Insomma il film esprime una posizione molto forte sul rapporto uomo-donna, che rischia di fare debordare la sacrosanta condanna di comportamenti ingiustificabili nel rifiuto del genere maschile in generale, descritto come intrinsecamente incapace di avere rapporti sani con l’altro sesso.

Una posizione estrema che comunque è figlia del momento storico che stiamo vivendo, che vede un continuo ridimensionamento del ruolo maschile tradizionale che, come in questo caso, può arrivare alla condanna del genere maschile tout court.

Rory Kinnear in Men

Men: un film non convenzionale per alcuni versi apprezzabile

Men è figlio del suo tempo anche per una sua altra caratteristica: la commistione dei generi. Incomincia come un thriller tradizionale, sconfinando poi nel paranormale, per arrivare al body-horror cronenberghiano nel finale.

Sia chiaro che questa pellicola non ha niente a che vedere con il recente Crimes of the Future, di David Cronenberg. In Men non c’è traccia della morbida sensualità che permea quest’ultima pellicola, che propone un “nuovo sesso”, legato alla trasformazione del corpo tramite chirurgia, opposto al “vecchio sesso”. Nel film di Alex Garland il sesso è semplicemente sopraffazione dell’uomo sulla donna.

Una sopraffazione che origina in dimensioni metafisiche, come suggerito dal forte simbolismo rappresentato nel film. Un simbolismo che si annida proprio nella chiesa del villaggio, il cui cristianesimo di facciata nasconde una realtà pagana, come avviene nelle pellicole di Laura Samani (basti pensare al suo recente Piccolo Corpo, ma soprattutto al suo cortometraggio d’esordio, La Santa che Dorme).

Analogamente alle pellicole della Samani, Men ci mostra una natura per un verso misteriosamente magica e affascinante, per l’altro intrinsecamente ostile. E nella quale, alla fine, le donne sopravvivono nonostante la presenza degli uomini, che sembrano essere nel migliore dei casi un semplice ornamento del mondo nel quale si muovono le protagoniste femminili.

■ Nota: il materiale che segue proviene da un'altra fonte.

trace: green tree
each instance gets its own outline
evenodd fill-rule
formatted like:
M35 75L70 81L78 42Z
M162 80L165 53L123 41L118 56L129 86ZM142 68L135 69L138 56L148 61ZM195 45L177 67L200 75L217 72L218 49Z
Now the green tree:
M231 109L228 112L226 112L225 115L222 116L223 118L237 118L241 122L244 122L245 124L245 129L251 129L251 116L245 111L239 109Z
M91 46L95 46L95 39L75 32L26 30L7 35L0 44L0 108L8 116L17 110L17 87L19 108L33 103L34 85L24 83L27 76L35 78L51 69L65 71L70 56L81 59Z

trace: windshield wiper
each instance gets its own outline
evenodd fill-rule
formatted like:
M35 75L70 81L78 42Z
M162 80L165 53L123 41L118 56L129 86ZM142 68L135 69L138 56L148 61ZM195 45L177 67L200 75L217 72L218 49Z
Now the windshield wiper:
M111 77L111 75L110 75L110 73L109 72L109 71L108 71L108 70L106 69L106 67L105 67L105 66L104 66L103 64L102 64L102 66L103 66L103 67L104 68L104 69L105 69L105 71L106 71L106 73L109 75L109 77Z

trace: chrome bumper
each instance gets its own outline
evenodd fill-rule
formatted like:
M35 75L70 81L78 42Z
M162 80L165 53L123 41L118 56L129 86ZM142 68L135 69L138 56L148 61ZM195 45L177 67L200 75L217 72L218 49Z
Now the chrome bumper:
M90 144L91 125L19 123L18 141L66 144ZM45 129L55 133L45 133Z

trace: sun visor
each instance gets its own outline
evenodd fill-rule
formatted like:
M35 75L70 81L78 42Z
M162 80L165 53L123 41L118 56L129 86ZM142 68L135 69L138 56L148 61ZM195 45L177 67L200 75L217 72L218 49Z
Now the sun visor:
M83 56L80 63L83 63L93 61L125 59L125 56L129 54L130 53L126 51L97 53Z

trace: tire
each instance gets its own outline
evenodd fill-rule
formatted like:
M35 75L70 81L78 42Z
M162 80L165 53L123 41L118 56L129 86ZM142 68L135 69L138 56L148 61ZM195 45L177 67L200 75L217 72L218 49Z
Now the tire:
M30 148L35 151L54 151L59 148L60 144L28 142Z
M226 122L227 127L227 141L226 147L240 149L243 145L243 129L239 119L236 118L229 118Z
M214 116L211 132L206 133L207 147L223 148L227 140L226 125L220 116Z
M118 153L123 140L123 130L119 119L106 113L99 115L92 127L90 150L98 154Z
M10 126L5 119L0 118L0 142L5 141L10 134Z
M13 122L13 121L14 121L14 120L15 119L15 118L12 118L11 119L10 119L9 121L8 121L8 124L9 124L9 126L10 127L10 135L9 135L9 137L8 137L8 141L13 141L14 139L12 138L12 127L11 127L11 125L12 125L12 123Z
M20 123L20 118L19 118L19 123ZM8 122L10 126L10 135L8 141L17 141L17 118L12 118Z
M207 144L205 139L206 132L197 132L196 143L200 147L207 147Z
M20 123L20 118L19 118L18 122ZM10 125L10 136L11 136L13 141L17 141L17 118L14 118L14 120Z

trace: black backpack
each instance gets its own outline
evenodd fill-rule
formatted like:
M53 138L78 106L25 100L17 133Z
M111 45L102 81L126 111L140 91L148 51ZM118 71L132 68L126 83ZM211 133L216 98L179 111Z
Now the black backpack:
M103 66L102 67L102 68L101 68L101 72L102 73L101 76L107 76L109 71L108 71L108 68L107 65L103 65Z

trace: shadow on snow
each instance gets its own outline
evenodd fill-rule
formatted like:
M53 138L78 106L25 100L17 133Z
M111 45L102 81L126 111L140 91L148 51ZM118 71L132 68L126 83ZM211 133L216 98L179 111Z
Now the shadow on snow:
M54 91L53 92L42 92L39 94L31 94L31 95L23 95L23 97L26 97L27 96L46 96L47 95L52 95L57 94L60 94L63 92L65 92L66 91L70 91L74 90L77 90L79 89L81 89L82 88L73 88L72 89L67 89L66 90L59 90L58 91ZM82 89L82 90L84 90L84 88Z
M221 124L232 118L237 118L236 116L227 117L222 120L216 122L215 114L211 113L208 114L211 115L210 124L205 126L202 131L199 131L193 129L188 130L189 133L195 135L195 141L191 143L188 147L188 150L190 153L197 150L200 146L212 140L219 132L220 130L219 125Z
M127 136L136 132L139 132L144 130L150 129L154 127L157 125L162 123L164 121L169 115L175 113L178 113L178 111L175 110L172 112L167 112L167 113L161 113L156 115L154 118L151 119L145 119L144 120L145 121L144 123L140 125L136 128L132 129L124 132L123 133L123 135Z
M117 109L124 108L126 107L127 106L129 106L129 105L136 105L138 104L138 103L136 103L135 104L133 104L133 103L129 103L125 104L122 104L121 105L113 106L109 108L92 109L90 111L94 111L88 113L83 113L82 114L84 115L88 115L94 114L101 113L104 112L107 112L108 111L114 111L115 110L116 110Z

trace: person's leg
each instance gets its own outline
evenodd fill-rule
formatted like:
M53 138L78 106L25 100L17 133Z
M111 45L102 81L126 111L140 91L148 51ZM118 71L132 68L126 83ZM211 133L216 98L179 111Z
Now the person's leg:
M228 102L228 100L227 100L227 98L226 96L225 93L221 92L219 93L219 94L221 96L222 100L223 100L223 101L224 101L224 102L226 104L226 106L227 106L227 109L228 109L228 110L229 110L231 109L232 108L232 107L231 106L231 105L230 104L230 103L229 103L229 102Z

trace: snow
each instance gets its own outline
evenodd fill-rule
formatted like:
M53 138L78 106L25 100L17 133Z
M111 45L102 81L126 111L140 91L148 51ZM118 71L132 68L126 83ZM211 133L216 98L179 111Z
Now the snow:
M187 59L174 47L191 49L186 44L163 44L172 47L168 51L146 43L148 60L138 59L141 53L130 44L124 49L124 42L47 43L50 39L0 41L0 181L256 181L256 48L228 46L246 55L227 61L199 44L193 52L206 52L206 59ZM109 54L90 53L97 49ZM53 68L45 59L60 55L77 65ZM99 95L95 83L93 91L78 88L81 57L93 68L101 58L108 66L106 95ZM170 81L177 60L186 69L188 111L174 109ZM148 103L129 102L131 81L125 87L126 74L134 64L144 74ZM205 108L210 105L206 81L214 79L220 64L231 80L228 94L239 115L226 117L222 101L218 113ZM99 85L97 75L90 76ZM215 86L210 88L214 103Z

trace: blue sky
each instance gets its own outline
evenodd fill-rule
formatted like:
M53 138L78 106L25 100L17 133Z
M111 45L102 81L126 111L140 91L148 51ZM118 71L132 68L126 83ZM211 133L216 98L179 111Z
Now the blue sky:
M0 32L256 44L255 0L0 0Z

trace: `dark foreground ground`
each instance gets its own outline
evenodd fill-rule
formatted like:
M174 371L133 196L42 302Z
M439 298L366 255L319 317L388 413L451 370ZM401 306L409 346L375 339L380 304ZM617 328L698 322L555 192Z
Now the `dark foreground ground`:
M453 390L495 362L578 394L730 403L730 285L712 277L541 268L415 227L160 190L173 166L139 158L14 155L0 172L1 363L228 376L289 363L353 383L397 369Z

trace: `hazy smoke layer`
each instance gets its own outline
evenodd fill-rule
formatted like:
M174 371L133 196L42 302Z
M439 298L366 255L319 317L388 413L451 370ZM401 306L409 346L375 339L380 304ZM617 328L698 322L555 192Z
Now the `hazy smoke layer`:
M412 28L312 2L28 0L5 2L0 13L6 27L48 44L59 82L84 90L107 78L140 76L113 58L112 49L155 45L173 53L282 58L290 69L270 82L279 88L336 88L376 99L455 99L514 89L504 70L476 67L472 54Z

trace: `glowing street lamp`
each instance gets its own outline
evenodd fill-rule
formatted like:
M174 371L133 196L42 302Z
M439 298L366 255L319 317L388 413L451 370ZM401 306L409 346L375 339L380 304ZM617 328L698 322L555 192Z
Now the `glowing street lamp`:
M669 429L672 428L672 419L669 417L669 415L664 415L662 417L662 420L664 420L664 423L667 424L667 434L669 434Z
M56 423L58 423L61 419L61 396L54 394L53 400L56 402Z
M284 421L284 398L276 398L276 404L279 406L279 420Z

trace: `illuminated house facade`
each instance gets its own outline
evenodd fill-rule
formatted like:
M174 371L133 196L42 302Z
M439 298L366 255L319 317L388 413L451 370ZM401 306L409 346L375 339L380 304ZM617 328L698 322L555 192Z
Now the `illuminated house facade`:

Al di là di queste considerazioni, stiamo parlando di una pellicola non convenzionale, fortemente simbolica, curata nei dettagli, con una splendida fotografia e ben recitata. Un plauso in particolare a Jessie Buckley, capace di dare spessore alla tormentata protagonista, mentre Rory Kinnear, pur interpretando molteplici ruoli, ha avuto il vantaggio di dovere dare vita a stereotipi che in alcuni casi rasentano la semplice macchietta.

Certo il finale, che sfocia nel body-horror, non è di facile lettura e si presta a molteplici interpretazioni, il che può essere una cosa apprezzabile per alcuni, ma può suscitare perplessità in altri.

Un film che probabilmente darà luogo a giudizi fortemente contrastanti.